SplitRibo
Splits a file of various rRNAs into one file per type (16S, 18S, 5S, 23s).
Basic Usage
splitribo.sh in=<file,file> out=<pattern>
SplitRibo takes ribosomal RNA sequences from mixed databases (such as Silva) and separates them into individual files based on their type: 16S, 18S, 5S, 23S, and specialized mitochondrial/plastid variants.
Parameters
Parameters are organized according to their function in the ribosomal RNA classification and separation process.
Standard parameters
- in=<file>
- Input file containing mixed ribosomal RNA sequences.
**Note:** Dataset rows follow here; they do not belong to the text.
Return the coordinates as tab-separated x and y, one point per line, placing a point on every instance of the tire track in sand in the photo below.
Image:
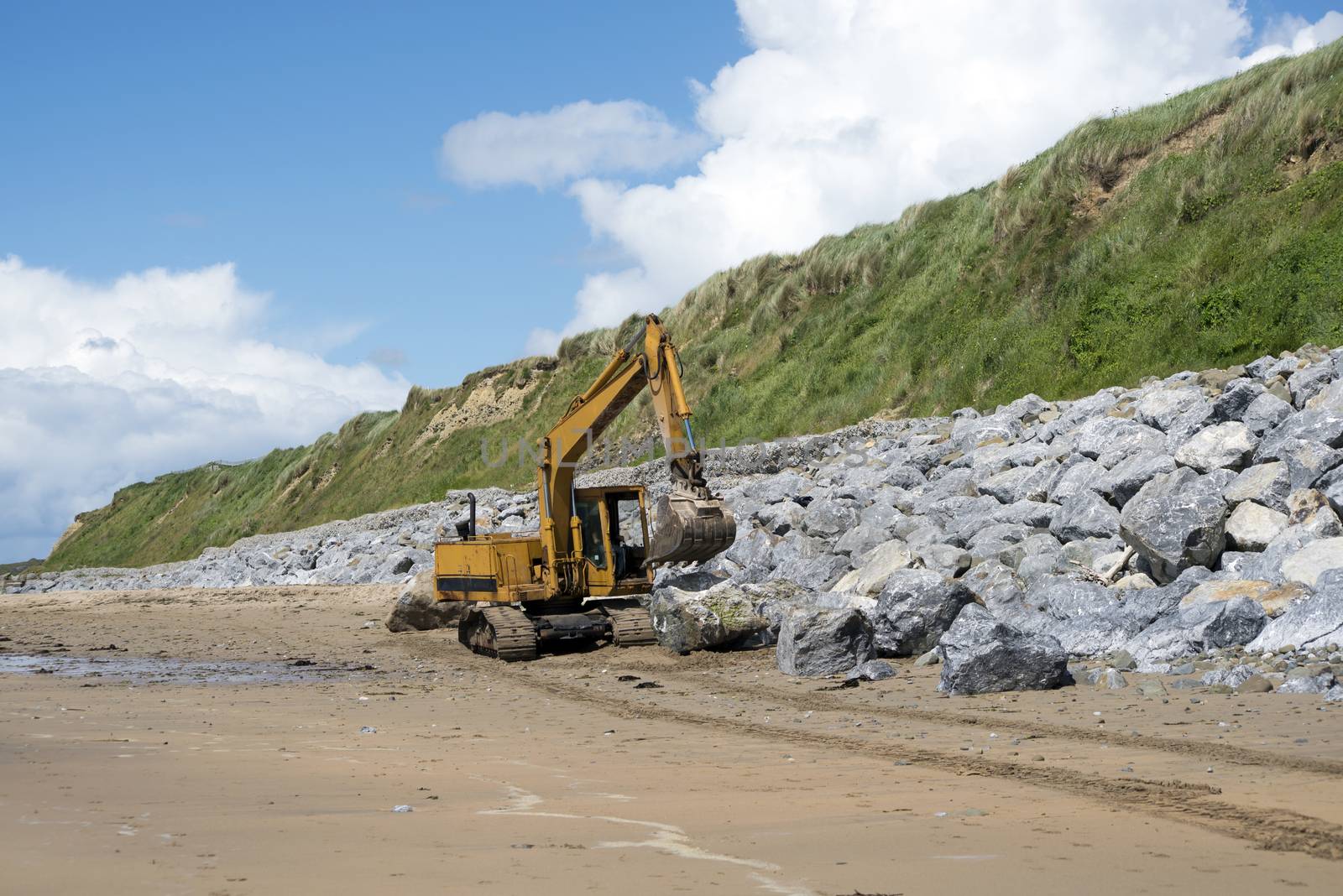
1276	829
823	701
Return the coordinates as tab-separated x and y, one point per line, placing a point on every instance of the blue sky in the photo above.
300	141
230	228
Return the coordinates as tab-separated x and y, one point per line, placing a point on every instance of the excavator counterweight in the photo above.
581	576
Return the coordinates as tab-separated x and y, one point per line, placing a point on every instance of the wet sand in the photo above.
222	748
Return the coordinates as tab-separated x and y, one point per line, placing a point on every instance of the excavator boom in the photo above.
691	524
579	577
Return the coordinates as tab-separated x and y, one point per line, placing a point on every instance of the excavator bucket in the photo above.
691	529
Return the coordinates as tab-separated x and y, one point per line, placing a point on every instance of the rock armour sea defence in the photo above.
1036	528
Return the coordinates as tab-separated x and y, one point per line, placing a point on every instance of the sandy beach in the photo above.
259	741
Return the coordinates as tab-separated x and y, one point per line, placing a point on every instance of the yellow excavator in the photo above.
579	577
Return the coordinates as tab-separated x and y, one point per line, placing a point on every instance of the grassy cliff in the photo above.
1199	232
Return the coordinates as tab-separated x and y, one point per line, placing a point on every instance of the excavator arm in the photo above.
691	522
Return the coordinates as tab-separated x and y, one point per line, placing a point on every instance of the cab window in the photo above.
590	518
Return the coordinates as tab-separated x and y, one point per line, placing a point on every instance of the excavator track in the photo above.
503	632
631	627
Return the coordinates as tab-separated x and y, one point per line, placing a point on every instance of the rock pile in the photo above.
1182	519
1189	522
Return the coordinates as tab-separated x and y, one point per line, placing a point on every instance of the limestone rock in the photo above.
877	566
823	642
418	608
1267	484
1273	598
1313	560
1226	445
1311	623
722	616
980	655
915	609
1175	521
1084	515
1251	526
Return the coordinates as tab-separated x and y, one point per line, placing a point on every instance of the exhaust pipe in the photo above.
467	528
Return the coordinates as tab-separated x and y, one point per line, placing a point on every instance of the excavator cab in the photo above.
614	535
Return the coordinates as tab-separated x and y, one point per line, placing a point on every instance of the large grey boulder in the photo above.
807	562
1311	561
1084	515
1236	399
1309	623
1226	445
1268	484
1251	526
823	642
915	608
719	617
1079	477
1085	617
982	655
1135	471
1116	438
1017	483
876	568
1197	628
995	585
1273	598
418	608
1309	381
1266	414
829	518
1311	510
1307	461
1323	427
1161	408
1175	521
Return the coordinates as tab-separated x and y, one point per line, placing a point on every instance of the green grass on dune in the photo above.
1199	232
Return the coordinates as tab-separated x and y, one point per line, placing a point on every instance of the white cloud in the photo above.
104	385
849	110
570	141
1293	35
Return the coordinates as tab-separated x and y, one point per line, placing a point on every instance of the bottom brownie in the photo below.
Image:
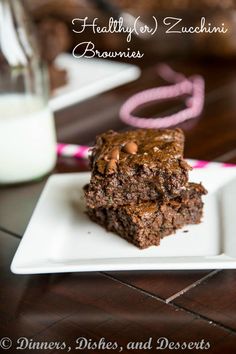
146	223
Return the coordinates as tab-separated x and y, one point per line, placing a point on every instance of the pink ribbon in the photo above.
193	86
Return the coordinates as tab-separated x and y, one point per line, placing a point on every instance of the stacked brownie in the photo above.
139	185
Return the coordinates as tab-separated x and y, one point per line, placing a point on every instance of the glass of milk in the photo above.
27	131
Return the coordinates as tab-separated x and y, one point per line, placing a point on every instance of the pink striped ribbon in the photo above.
193	87
70	150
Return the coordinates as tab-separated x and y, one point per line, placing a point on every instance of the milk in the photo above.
27	138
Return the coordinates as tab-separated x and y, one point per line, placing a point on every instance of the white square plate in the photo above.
61	238
89	77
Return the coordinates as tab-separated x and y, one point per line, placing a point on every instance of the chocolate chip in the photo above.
131	148
111	166
115	154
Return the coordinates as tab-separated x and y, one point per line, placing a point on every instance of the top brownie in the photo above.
135	166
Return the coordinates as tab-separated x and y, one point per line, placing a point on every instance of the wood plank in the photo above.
214	298
163	284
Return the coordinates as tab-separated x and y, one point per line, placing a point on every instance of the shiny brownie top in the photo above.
153	148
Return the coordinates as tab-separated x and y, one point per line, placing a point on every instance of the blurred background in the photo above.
53	21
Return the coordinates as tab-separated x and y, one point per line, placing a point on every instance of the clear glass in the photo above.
27	131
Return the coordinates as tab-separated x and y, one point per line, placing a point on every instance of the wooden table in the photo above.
183	306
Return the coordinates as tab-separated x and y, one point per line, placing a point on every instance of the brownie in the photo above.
146	223
135	166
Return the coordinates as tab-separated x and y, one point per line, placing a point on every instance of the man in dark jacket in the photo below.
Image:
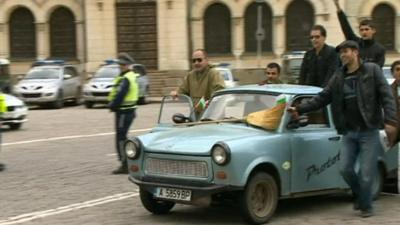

Can be FASTA or FASTQ format, compressed or uncompressed.
- out=<pattern>
- Output file pattern, such as out_#.fa. The # symbol is required and will be substituted by the type name, such as 16S, to make out_16S.fa, for example. Each ribosomal RNA type will be written to a separate file following this pattern.
- overwrite=f
- (ow) Set to false to force the program to abort rather than overwrite an existing file. Default: false.
- ziplevel=9
- (zl) Set to 1 (lowest) through 9 (max) to change compression level; lower compression is faster. Default: 9 (maximum compression).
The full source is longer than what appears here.